Consumption of wine was inversely associated with the risk of common cold

Monday, April 8th, 2019

Does drinking alcohol protect against the common cold?

To examine whether intakes of wine, beer, spirits, and total alcohol are associated with the risk of common cold, in 1998–1999 the authors analyzed data from a cohort study carried out in a population of 4,272 faculty and staff of five Spanish universities.

Usual alcohol intake was assessed at baseline by means of a standardized frequency questionnaire that was validated in a random sample of the population. The authors detected 1,353 cases of common cold.

Total alcohol intake and beer and spirits consumption were not related to the occurrence of common cold, whereas consumption of wine was inversely associated with the risk of common cold. When drinkers of >14 glasses of wine per week were compared with teetotalers, the relative risk was 0.6 (95% confidence interval: 0.4, 0.8) after adjustment for age, sex, and faculty/staff status. The association was stronger for red wine.

These results remained unaltered after adjustment for total alcohol intake and for other potential risk factors for common cold. Findings suggest that wine intake, especially red wine, may have a protective effect against common cold. Beer, spirits, and total alcohol intakes do not seem to affect the incidence of common cold.

Comments

  1. Kirk says:

    OK, yet again we see statistical BS sifted out of survey BS.

    What they actually mean here is that survey respondents reported data that makes it seem as though there is a correlation between wine consumption and resistance/exposure to cold viruses. We don’t know for a fact that those self-reported wine drinkers actually drank any wine, any more than we know that they were exposed to similar contagion vectors for the colds in question.

    This is a really badly constructed study that actually tells you precisely jack and s**t about whether or not wine helps with your resistance.
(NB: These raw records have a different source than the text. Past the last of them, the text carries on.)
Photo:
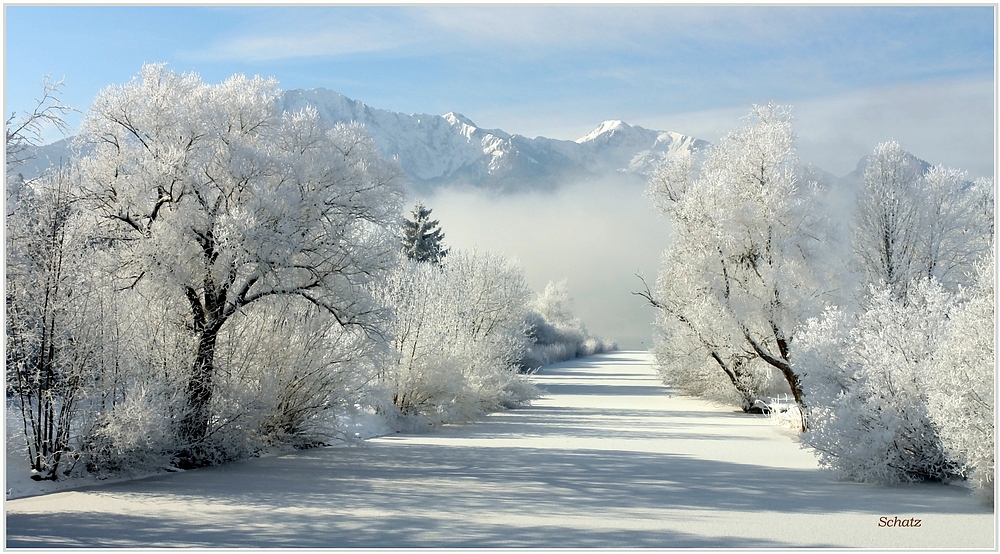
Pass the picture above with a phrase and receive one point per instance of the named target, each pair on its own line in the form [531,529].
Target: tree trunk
[194,425]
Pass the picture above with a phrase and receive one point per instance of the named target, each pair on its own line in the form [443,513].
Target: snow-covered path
[608,459]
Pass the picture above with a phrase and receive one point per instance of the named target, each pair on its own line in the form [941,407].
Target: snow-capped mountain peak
[458,119]
[447,149]
[608,127]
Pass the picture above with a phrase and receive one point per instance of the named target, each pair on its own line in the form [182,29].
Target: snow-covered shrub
[555,334]
[458,332]
[959,383]
[867,412]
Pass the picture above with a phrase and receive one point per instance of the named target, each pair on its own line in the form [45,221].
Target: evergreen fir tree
[421,237]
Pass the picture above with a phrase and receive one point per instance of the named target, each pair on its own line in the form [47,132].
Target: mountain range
[450,149]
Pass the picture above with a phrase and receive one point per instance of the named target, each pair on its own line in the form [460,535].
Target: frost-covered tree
[225,203]
[885,236]
[49,328]
[422,237]
[24,130]
[458,332]
[739,278]
[868,413]
[959,382]
[554,333]
[915,224]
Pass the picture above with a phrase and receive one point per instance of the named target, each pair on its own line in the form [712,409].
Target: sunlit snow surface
[608,459]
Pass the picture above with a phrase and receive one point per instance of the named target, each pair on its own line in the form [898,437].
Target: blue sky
[856,75]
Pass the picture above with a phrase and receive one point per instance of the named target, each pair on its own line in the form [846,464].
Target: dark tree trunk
[198,396]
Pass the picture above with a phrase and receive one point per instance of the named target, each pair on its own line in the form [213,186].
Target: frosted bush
[555,334]
[458,332]
[960,384]
[867,413]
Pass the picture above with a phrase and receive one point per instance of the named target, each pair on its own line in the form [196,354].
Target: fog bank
[595,235]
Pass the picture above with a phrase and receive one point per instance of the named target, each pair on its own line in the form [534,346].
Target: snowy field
[608,459]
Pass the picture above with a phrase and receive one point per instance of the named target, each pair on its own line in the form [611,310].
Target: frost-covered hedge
[457,334]
[555,334]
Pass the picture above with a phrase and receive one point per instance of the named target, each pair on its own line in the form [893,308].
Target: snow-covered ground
[608,459]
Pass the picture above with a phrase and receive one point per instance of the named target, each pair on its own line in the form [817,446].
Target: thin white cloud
[300,45]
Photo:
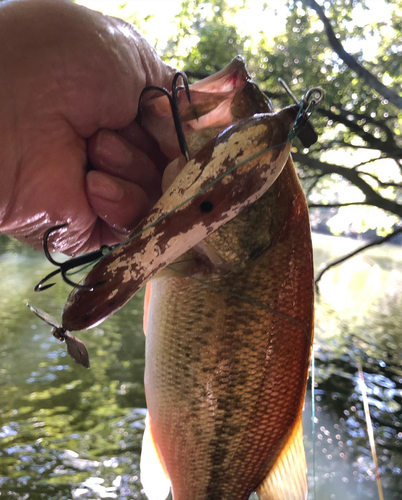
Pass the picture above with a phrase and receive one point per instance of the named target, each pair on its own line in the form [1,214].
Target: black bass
[229,323]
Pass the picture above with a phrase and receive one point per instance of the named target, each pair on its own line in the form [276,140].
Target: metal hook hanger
[64,267]
[173,98]
[303,128]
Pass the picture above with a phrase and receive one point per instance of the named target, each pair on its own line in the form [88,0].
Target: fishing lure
[75,347]
[230,172]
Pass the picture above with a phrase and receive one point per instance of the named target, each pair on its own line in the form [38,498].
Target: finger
[111,154]
[119,203]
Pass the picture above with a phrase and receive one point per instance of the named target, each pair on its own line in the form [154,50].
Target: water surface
[71,433]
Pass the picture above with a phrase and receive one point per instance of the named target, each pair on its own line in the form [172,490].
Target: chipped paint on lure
[178,225]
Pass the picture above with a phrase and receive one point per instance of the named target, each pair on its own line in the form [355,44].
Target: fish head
[215,103]
[234,162]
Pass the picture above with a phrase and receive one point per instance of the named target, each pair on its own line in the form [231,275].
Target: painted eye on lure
[75,347]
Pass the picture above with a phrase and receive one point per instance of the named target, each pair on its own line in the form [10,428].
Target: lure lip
[216,176]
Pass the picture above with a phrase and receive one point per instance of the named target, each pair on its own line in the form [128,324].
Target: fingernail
[104,186]
[112,149]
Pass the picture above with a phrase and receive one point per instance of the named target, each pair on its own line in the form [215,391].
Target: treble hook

You would have to have carefully constructed your test participation pool, ensured that they all actually consumed like amounts of alcoholic beverages, and then were a.) in generally similar good immunological health, and b.) were exposed to the same precise vectors of the same rhinoviruses.

    None of that was done, so far as I can tell, so this is more statistical flummery thrown up as “news” by the academics, and then reported by the scientifically illiterate news media.

    Anything to be learned from this crap is lost in the noise coming from a poorly constructed test methodology, and sheer stupidity.

  2. Graham says:

    Yes, unless there is a LOT more than meets the eye, this seems like a particularly stupid example of the type.

    Meta analysis is one thing. Though Kirk identified some of the basic problems with it when presented as a primary scientific endeavour, there’s room for scholarship as well as science in the pure theoretical and experimental senses.

    But this sounds like garbage in, garbage out. I need some wine.

  3. Adar says:

    A glass of wine given to a patient who just has come out of anesthetic after a surgery for open heart procedure can sooth and calm marvelously so if the patient used to drinking wine on a regular basis.

  4. Sam J. says:

    Maybe the wine group are snobs and don’t go out much with the louts to get the flu in the first place.